Don't Make These Ten Digital Marketing Data Analysis Mistakes
Reporting and data analysis inevitably encompass a significant amount of our time as digital marketers, but even experienced marketers can make a few common mistakes when looking at data and making decisions. In this article, you'll learn about ten common mistakes digital marketers make when analyzing data:
- Not Looking at a Statistically Significant Timeframe: Many businesses see ebb and flow in lead volume over the course of a week or month, and looking at data for just a few days generally does not yield an accurate reflection of long-term ROI. If your goal is to generate an average of 100 qualified leads a month, you could accomplish that goal by receiving 10 leads one week and 30 leads for each of the next three weeks.
- Not Factoring in Seasonality: Another part of considering timeframes is to keep seasonality factors in mind. An ecommerce business will likely see its biggest sales period around Black Friday, while a B2B business may see lead volume slump around the holidays. Data from past years can be helpful in order to factor in which months tend to have the highest and lowest volume. You should factor in data directly from Google Analytics and ad platforms, as well as overall backend sales/lead data.

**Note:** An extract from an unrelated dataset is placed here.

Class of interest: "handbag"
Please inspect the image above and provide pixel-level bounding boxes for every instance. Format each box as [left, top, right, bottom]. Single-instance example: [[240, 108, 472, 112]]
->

- Ignoring the Impact of Offline Activity: Unfortunately, we're probably all familiar with "unprecedented events" that can impact businesses globally. Graphs for the vast majority of businesses don't follow "normal" patterns when looking back at 2020. Outside of the events of 2020, many companies see their business ebb and flow based on outside factors. An HVAC business will likely see inquiries pick up when weather trends toward extreme heat or cold, for example. A SaaS business may see an uptick in interest when its biggest competitor raises prices. Keep tabs on any news and events that may indicate the potential for either increased business interest or reduced inquiries. Unfortunately, a business may also encounter negative press, which may adversely affect the overall likelihood of people wanting to purchase.
- Not Accounting for Multi-Channel Engagement: Marketers can become extremely tied to watching a particular channel -- whether that's organic search, paid search, Facebook advertising, or LinkedIn advertising -- and obsessing over getting that channel to work. However, no channel operates entirely in a silo, because no web user strictly utilizes a single channel. Unfortunately, analytics and ad platforms that default to last-click attribution often exacerbate this problem. Marketers look strictly at the final source and campaign that drove a lead, without factoring in that a user may have conducted a non-branded search, clicked a Facebook ad, and then conducted a brand search before finally converting. To make a move away from a purely last-click mindset, pay attention to assisted conversions and conversion paths in the Multi-Channel Funnels section of Google Analytics. In addition, use the Attribution section of Google Ads to compare different attribution models.